Here's the math part if you care.

Lets say that you have 3dB of loss in your feed line to the antenna.  So that means that if you are pushing 20 watts into the the cable at the bottom, 10 watts gets to the antenna.  Now that same loss happens to the reflected power. If you have 2 watts reflected, then you will only see 1 watt of reflect in the meter.

Now lets remove the 20 watt radio and hook up a 4 watt radio.  You have 4 in, and 2 at the antenna.  You then have .2watts reflect, and .1 watt (100mW) shown as reflected power.  The meter will have a hard time even seeing .1 watt of power and doesn't really have the accuracy to correctly measure that small level of power.  So it gets inaccurate.

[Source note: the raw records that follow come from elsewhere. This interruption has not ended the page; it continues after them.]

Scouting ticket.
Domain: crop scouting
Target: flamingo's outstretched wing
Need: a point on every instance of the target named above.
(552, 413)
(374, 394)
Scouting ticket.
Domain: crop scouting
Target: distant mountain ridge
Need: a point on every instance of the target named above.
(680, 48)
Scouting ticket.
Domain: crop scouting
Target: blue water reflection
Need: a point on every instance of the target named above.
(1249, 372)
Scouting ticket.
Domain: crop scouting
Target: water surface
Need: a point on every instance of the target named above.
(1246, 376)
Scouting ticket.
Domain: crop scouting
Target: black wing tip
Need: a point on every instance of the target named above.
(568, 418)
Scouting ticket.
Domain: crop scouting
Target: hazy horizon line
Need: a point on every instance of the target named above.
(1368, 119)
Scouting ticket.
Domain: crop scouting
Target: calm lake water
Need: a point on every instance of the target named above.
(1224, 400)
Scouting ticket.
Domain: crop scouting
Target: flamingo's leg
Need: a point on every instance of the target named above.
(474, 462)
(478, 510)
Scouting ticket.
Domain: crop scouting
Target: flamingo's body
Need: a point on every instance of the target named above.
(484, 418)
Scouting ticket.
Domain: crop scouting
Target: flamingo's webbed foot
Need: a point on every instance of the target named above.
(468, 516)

Same thing happens with other radio services like ham when you significantly increase the power level.  A guy running 100 watts may not see a significant amount of reflect at that power level, but when he increases to 1000 watts, it shows up.  This is why when you are using a Bird watt meter to make SWR readings, you use a 1 or 5 watt slug to take the reflected power reading and not the 50 or 100 watt slug you are using for forward power.  That 100 watt slug is not going to accurately show you a few watts of reflect.  You need a slug that will properly indicate the lower power level. AND, you need to take into account the cable loss for an accurate reading.